🤖 AI Summary
Existing methods naively append high-dimensional CLIP embeddings to 3D Gaussians and rely on view-inconsistent 2D CLIP supervision, leading to semantic ambiguity and computational inefficiency. This paper proposes CLIP-GS, the first framework to intrinsically embed CLIP semantic priors into the 3D Gaussian parameterization, enabling label-free, real-time, view-consistent open-vocabulary 3D semantic understanding. Key contributions include: (1) a Semantic Attribute Compactness (SAC) module that drastically compresses the dimensionality of Gaussian semantic representations; and (2) a 3D-Consistent Self-training (3DCS) strategy that eliminates view conflicts induced by 2D supervision via multi-view consistency constraints and self-supervised pseudo-labeling.
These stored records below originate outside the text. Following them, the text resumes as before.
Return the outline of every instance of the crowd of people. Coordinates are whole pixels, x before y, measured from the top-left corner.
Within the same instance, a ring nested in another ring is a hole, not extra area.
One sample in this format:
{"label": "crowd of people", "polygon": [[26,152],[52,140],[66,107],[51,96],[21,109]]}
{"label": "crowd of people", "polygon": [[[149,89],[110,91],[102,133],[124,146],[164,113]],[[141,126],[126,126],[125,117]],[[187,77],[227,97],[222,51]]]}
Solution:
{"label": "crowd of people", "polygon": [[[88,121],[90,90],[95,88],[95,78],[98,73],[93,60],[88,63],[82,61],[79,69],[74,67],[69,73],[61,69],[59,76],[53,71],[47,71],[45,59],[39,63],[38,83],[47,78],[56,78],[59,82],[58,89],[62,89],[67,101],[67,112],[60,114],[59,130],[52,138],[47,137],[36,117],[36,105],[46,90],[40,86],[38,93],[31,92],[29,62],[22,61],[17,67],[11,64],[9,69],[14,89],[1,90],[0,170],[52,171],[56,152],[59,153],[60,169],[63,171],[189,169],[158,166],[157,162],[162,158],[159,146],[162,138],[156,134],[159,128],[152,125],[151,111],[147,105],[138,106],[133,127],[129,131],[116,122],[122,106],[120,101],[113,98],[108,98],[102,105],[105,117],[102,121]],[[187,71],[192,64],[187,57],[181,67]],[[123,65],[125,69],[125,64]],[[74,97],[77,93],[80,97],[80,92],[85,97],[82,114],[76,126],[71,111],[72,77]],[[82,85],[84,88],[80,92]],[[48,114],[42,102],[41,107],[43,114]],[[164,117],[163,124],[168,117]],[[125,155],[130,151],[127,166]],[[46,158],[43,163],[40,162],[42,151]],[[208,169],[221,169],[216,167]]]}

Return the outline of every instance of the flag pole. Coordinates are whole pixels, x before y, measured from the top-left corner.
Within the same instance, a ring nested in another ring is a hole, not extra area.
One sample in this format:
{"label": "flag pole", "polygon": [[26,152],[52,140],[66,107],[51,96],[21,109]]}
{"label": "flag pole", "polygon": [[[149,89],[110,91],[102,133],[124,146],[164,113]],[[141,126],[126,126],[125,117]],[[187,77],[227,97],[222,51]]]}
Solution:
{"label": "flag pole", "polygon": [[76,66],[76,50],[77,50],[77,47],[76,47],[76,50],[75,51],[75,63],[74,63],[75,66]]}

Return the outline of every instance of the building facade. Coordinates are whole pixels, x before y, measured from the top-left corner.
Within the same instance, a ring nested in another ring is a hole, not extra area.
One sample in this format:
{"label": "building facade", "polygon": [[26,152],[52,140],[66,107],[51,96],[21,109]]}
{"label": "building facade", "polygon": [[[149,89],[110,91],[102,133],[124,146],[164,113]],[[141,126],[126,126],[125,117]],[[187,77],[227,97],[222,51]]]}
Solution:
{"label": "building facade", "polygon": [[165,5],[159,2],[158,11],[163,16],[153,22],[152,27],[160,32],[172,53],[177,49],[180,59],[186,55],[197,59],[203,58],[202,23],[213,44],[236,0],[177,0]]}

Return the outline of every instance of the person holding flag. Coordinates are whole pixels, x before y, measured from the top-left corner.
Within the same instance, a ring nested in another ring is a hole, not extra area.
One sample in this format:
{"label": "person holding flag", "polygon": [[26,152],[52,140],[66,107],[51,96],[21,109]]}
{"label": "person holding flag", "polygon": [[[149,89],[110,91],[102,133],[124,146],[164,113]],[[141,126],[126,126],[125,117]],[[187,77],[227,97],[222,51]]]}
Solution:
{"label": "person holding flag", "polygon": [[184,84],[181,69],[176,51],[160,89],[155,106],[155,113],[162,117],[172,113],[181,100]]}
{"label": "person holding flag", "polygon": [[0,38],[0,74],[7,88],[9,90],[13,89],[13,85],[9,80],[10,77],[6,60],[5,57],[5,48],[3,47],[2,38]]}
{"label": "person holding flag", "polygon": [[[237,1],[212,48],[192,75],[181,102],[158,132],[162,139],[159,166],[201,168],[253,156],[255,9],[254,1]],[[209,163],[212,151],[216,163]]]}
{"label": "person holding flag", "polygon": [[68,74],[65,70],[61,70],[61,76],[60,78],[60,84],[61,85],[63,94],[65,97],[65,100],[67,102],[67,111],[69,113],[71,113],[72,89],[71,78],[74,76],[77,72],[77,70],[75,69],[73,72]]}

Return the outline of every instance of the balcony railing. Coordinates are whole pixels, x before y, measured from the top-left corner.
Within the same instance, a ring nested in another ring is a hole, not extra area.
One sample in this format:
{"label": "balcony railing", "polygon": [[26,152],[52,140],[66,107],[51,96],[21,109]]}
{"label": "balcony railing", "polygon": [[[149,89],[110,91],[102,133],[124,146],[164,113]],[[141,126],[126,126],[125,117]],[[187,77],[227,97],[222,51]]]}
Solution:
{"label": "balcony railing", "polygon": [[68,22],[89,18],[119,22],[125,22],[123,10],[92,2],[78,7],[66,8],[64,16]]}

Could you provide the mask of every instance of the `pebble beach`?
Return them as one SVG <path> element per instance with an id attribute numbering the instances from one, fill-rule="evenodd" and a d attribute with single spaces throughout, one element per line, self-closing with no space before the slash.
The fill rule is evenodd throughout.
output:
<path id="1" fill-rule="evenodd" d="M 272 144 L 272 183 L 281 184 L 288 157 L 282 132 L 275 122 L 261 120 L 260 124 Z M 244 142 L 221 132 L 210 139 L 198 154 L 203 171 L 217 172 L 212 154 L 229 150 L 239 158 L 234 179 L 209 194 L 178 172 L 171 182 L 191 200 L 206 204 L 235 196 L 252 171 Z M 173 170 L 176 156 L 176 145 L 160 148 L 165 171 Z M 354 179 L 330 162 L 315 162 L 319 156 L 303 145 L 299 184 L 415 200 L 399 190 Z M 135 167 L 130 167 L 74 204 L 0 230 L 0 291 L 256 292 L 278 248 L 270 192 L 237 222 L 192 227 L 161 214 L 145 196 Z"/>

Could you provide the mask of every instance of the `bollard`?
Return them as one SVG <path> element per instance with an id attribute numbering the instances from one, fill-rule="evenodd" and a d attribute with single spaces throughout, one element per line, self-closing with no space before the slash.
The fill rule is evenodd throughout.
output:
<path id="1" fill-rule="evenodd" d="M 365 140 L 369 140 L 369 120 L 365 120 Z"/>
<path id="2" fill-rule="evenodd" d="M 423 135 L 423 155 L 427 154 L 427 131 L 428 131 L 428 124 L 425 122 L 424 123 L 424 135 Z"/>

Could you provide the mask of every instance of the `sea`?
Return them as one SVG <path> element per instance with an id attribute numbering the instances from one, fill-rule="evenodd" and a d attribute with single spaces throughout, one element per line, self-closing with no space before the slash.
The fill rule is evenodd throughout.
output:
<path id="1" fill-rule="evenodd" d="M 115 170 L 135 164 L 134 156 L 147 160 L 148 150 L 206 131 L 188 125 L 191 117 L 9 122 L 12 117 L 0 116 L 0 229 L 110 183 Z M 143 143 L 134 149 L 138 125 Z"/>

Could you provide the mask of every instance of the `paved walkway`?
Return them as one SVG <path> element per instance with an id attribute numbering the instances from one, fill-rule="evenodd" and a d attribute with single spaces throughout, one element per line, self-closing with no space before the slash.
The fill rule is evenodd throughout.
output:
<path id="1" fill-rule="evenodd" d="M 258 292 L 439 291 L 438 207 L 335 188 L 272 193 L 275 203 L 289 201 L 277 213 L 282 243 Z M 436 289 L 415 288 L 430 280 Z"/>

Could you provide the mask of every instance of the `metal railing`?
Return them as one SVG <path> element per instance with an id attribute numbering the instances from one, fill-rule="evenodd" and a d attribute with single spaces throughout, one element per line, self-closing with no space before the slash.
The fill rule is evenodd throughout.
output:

Evaluated on Replica and ScanNet, CLIP-GS achieves absolute mIoU gains of 17.29% and 20.81%, respectively, renders at over 100 FPS, and demonstrates robustness to sparse input views.
📝 Abstract
The recent 3D Gaussian Splatting (GS) exhibits high-quality and real-time synthesis of novel views in 3D scenes. Currently, it primarily focuses on geometry and appearance modeling, while lacking the semantic understanding of scenes. To bridge this gap, we present CLIP-GS, which integrates semantics from Contrastive Language-Image Pre-Training (CLIP) into Gaussian Splatting to efficiently comprehend 3D environments without annotated semantic data. In specific, rather than straightforwardly learning and rendering high-dimensional semantic features of 3D Gaussians, which significantly diminishes the efficiency, we propose a Semantic Attribute Compactness (SAC) approach. SAC exploits the inherent unified semantics within objects to learn compact yet effective semantic representations of 3D Gaussians, enabling highly efficient rendering (>100 FPS). Additionally, to address the semantic ambiguity, caused by utilizing view-inconsistent 2D CLIP semantics to supervise Gaussians, we introduce a 3D Coherent Self-training (3DCS) strategy, resorting to the multi-view consistency originated from the 3D model. 3DCS imposes cross-view semantic consistency constraints by leveraging refined, self-predicted pseudo-labels derived from the trained 3D Gaussian model, thereby enhancing precise and view-consistent segmentation results. Extensive experiments demonstrate that our method remarkably outperforms existing state-of-the-art approaches, achieving improvements of 17.29% and 20.81% in mIoU metric on Replica and ScanNet datasets, respectively, while maintaining real-time rendering speed. Furthermore, our approach exhibits superior performance even with sparse input data, verifying the robustness of our method.